In contrast to the control group, the oxygenation index of patients from the Efferon CT group after the first hemoadsorption increased at the 24-h point from 126 (113; 136) to 135 (120; 147), (p < 0.0001) (Figure 3A). Interestingly, in the Efferon CT group, the oxygenation index continued to increase after completion of the second hemadsorption, from 148 (136; 168) to 161 (146; 184) on day 5 (p = 0.0005). The opposite dynamics of the oxygenation index in the Efferon group vs. the control group exhibited statistically significant differences at all study points (Figure 3A).

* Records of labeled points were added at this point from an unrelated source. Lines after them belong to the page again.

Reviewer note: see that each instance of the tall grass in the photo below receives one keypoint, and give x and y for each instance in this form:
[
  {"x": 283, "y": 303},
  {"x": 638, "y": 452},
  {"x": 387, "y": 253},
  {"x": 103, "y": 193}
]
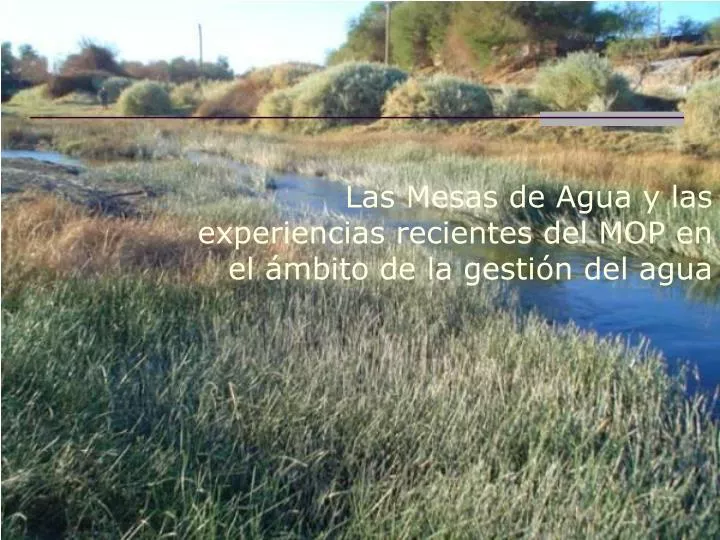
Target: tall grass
[
  {"x": 299, "y": 410},
  {"x": 140, "y": 406},
  {"x": 410, "y": 165}
]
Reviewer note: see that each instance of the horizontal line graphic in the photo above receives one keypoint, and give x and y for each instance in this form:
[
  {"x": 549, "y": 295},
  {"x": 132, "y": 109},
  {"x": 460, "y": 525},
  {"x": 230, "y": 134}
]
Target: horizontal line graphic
[
  {"x": 543, "y": 117},
  {"x": 635, "y": 119}
]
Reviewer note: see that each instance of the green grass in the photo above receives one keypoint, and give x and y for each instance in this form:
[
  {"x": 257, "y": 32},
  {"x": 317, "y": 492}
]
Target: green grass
[
  {"x": 406, "y": 165},
  {"x": 138, "y": 407},
  {"x": 295, "y": 410}
]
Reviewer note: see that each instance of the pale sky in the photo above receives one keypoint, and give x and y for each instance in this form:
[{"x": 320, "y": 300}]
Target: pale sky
[{"x": 249, "y": 33}]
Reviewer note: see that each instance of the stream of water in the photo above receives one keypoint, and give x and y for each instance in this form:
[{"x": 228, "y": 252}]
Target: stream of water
[{"x": 681, "y": 320}]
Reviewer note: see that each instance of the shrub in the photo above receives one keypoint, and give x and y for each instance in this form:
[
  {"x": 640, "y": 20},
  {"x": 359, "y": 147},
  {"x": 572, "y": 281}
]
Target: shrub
[
  {"x": 189, "y": 94},
  {"x": 88, "y": 82},
  {"x": 514, "y": 102},
  {"x": 277, "y": 103},
  {"x": 702, "y": 113},
  {"x": 282, "y": 75},
  {"x": 440, "y": 95},
  {"x": 580, "y": 81},
  {"x": 145, "y": 98},
  {"x": 240, "y": 100},
  {"x": 115, "y": 87},
  {"x": 628, "y": 48},
  {"x": 31, "y": 96},
  {"x": 347, "y": 90}
]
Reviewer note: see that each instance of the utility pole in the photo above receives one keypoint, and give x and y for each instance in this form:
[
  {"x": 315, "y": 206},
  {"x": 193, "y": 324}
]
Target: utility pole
[
  {"x": 387, "y": 32},
  {"x": 200, "y": 39}
]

Analysis of the SOFA scale dynamics revealed that in the Efferon CT group, the severity of MOD significantly and steadily decreased after the first hemoadsorption to day 5, with no further changes on day 10. In contrast, in the control group, SOFA scale values significantly and gradually increased from day 0 to day 5 (Figure 3B). Importantly, the lactate dynamics (Supplementary Figure S2A) followed in the same direction as SOFA dynamics and in the opposite direction to indeх oxygenation changes linking hypoperfusion or respiratory failure with intensity of anaerobic glycolysis in tissues and MOD development in COVID-19 sepsis.

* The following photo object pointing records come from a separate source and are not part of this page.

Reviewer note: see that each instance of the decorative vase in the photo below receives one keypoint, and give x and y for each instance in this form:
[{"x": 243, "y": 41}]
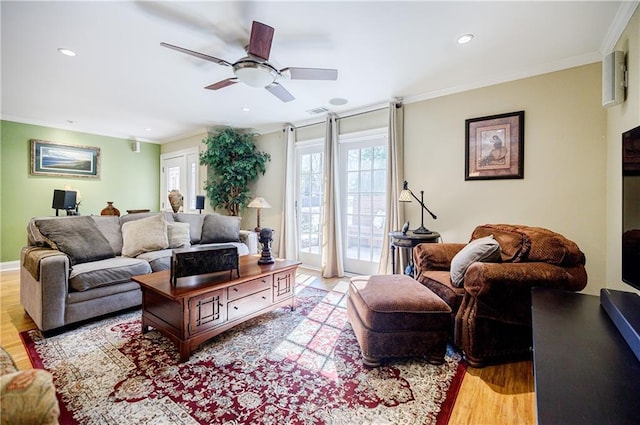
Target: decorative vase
[
  {"x": 175, "y": 200},
  {"x": 110, "y": 209}
]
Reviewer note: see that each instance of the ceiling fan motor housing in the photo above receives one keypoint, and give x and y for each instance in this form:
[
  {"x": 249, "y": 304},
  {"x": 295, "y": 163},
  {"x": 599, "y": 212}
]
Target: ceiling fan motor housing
[{"x": 255, "y": 73}]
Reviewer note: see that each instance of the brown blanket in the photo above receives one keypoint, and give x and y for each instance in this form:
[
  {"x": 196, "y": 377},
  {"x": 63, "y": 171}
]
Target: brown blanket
[{"x": 34, "y": 255}]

3.4 Dynamics of pro-inflammatory markers during treatment

Elevated IL-6 levels contribute to the pathogenesis and severity of COVID-19, which is associated with the prolongation of hospital stay and earlier mortality and increased mortality of COVID-19 patients (39). Figure 3C illustrates that, prior to hemoadsorption, the hemoadsorption group did not differ from the control group on day 0 in the cytokine level. However, hemoadsorption treatment induced a significant decrease in IL-6 levels in plasma, whereas in the control group, the values of IL-6 remained constantly increased (Figure 3C). Between-group differences became significant in 24 h (p = 0.0002), remaining significantly higher on day 5 in the hemoadsorption group than in the control group (Figure 3C).

Increased ferritin concentrations associated with COVID-19 severity contribute to the immunopathogenesis of the disease (40, 41). In our study, initial high levels of ferritin rapidly, during the first day, declined only in the hemoadsorption group (from 767 (542; 964) to 533 (432; 660) ng/ml, p < 0.0001, Supplementary Figure S2B). In contrast, the control group consistently elevated ferritin levels throughout the observation period. The between-group difference was statistically significant during the 10-day monitoring (p < 0.0001) at any time point (Supplementary Figure S2B).

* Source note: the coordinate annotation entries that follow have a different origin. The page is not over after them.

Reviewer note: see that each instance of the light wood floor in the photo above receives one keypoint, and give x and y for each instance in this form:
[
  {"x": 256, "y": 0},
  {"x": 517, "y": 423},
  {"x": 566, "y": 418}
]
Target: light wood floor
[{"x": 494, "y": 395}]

Another classic biomarker of inflammation is the level of leukocytes. The hemoadsorption induced a decrease in the content of well-known biomarkers of the systemic inflammatory response, and the levels of IL-6 and ferritin in the plasma of patients corresponded to a decrease in the content of leukocytes in the blood. Supplementary Figure S2C shows that the reduction in leukocyte concentration vs. time point 0 was significant starting from the 36th h onward during hemoadsorption, in contrast to the control group, where leukocyte content rapidly increased despite standard treatment and remained enhanced at least until the 10th day. Significant between-group differences were observed at all time points of the study (Supplementary Figure S2C).

The ratio of immune cells (neutrophils/lymphocytes ratio, NLR) in the control group remained unchanged over 5 days, amounting to 16.8 (13.3; 21.8) at a time point 0 and 16.6 (13.3; 21.06) at day 5 (p = 0.704) (Figure 3D). The drop in NLR value on the 10th day in the control group was associated with the survivor’s bias because the values did not decrease, considering LOCF (Figure 3D). In contrast to the control group, the hemoadsorption group exhibited a steady, early-onset decrease in the NLR values: from a value of 15.6 (13.4; 19.06) at a time point 0 to 12.2 (10.3; 15.6) after the first hemoadsorption at a time point 36 h (p < 0.0001) and up to 8.4 (6.3; 10.7) on day 5 (p < 0.0001) (Figure 3D). Between-group differences were significant at all time points throughout the study.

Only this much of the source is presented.